On average, men spend five months of their lives shaving. I’ve read that women spend 40-55 minutes a day on their hair. (What? Could this be true?)
Think of the hair words you know, like perm, braid, tease, shave, scrunch, chop, curl, perm, part, cut, freeze, tease, bangs, kiss curl, straighten, razor, rag roll, dye, bangs , feather, layer, flip, freeze, brush, lather, lighten, condition, style and brush (and brush and brush our hair).
In our lifetime, we spend over a year and a half trying to get our hair to do what we want it to. In my case, it’s 7.34 years of curling exclusively with another 5.25 years trying to train my four cowlicks to stay on the ground.
I keep telling them that no one will be hurt.
They don’t listen.
They were like mosquitoes. But not the mosquitoes
In 1973 when I was a teenager, something happened involving stuff creating curls that still give me goosebumps.
We were moving, and I was storing boxes above a garage. I wanted to go to the baseball diamond that night. Not for the game, but for the boys. If they were looking at the bleachers, I wanted my hair to be fabulously curly!
I had packed my curlers in storage. To the garage I go. Up and over the ladder, I look for the box. There they are, a “hair trick” scribbled on a box.
I lean over to start opening the shutters, and… “SHOUT, SHOUT, BRUSH, SHOUT, NO MORE BRUSH!”
Thirty baby mice flew out of the box towards my face. It was like being swarmed by mosquitoes. That is, if the mosquitoes were big and hairy. I tried to get them away from my face and not tangle my hair. I panicked.
Flight or fight. In my case, urinating in my pants or jumping on the floor. I don’t know what happened next. I remember walking my poker straight hair on the ball diamond that night in Pakenham, Ontario. I always wonder, were those mice wearing pink foam curlers?
The fight is real. Outside, fucking straight hair.
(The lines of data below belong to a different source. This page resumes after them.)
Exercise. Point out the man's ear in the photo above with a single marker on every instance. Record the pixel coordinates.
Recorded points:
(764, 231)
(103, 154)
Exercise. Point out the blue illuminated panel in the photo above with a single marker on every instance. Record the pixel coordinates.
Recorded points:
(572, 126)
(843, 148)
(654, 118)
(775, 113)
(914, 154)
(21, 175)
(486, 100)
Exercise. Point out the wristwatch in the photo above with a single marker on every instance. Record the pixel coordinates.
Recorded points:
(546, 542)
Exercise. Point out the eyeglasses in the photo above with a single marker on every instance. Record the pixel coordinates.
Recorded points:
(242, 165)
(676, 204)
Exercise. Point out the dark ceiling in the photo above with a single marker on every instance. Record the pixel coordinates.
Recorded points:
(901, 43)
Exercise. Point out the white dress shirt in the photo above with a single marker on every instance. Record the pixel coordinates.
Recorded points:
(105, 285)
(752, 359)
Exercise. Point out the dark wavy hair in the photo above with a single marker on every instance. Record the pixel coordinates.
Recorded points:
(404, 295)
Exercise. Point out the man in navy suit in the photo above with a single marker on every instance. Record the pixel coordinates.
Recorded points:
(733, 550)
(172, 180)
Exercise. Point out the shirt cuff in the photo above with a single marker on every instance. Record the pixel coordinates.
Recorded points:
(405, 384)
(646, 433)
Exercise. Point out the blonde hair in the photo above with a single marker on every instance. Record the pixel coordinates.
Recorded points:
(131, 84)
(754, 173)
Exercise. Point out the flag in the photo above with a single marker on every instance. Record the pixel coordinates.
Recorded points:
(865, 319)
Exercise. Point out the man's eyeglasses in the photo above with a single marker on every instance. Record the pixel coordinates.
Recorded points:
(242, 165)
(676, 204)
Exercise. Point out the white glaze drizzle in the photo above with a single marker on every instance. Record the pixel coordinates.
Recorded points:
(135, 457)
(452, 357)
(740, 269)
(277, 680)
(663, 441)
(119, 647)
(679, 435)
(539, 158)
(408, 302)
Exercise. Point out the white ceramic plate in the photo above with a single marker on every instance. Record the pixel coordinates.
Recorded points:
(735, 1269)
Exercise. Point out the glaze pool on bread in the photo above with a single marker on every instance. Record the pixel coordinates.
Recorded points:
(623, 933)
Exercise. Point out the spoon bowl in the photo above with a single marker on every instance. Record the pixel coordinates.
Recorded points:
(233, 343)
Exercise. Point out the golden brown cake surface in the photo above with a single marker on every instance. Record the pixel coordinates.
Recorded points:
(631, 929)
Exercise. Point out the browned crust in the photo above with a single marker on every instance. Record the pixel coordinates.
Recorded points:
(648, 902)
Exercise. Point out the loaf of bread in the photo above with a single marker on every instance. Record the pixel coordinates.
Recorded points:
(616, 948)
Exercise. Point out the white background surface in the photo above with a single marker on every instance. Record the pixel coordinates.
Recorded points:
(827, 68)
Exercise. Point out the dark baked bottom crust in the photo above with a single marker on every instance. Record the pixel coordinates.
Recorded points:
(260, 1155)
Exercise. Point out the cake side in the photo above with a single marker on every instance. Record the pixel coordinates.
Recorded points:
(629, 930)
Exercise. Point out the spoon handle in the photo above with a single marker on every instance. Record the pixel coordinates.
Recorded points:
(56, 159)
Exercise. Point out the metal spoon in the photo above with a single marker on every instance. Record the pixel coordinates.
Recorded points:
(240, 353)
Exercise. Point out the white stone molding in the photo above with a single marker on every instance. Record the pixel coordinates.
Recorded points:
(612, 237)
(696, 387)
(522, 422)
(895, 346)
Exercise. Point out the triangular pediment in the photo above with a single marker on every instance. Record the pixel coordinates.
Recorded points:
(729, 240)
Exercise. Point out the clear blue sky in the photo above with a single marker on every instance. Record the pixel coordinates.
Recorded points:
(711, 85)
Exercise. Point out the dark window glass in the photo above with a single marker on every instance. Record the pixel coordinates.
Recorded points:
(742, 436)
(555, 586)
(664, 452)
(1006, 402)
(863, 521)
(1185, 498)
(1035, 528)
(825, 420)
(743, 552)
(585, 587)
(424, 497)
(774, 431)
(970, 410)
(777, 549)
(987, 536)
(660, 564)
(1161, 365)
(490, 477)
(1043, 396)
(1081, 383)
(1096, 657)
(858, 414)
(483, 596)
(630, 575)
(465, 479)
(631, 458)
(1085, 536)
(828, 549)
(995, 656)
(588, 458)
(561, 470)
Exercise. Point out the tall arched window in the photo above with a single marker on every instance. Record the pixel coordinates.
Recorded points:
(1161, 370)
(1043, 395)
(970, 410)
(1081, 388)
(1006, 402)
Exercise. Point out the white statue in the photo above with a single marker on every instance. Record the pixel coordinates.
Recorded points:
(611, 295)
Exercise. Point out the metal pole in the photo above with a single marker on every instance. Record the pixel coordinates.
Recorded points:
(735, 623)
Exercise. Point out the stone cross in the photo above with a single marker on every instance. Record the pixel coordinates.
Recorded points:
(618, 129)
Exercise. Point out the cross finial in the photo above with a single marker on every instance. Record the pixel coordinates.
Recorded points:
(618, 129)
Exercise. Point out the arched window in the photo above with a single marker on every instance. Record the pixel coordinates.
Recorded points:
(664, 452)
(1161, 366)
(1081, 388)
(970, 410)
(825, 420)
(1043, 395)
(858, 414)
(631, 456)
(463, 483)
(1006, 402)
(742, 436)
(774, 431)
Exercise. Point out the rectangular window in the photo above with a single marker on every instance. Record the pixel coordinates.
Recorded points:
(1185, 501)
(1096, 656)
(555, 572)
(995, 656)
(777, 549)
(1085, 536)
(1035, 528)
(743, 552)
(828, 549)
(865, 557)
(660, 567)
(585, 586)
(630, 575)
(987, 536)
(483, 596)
I try all my tricks to lasso my four cowlicks into surrender.
I wet them and tape them, hairpins and barrettes, glue them with styling gel. Trying to master my cowlicks is like playing Whack-A-Mole. One settles and another arises.
Guess what? Cowlicks on people with straight hair are more noticeable. Thank you Sherlock Combs! The old story of cutting baby hair curls is fake news. Curls start in the follicle, at the root, so cutting baby hair won’t cause straight hair to grow.
I got it. I’m sick and tired, and I’m not going to take straight hair and highlights anymore. It’s finish. I refuse to play this game. You have to go! No, really, cowlicks, “Buzz off!”
What else could I do but get a buzzcut.
It was so powerful. I came home, looked in the mirror at my quarter inch long hair, “I warned you not to act. But you didn’t listen! Are you happy now?”
I don’t care what my hair says. I am delighted with my decision. It seems that my problems have disappeared in fine hair.
Anyone need hot rollers, a curling iron, or some highlights?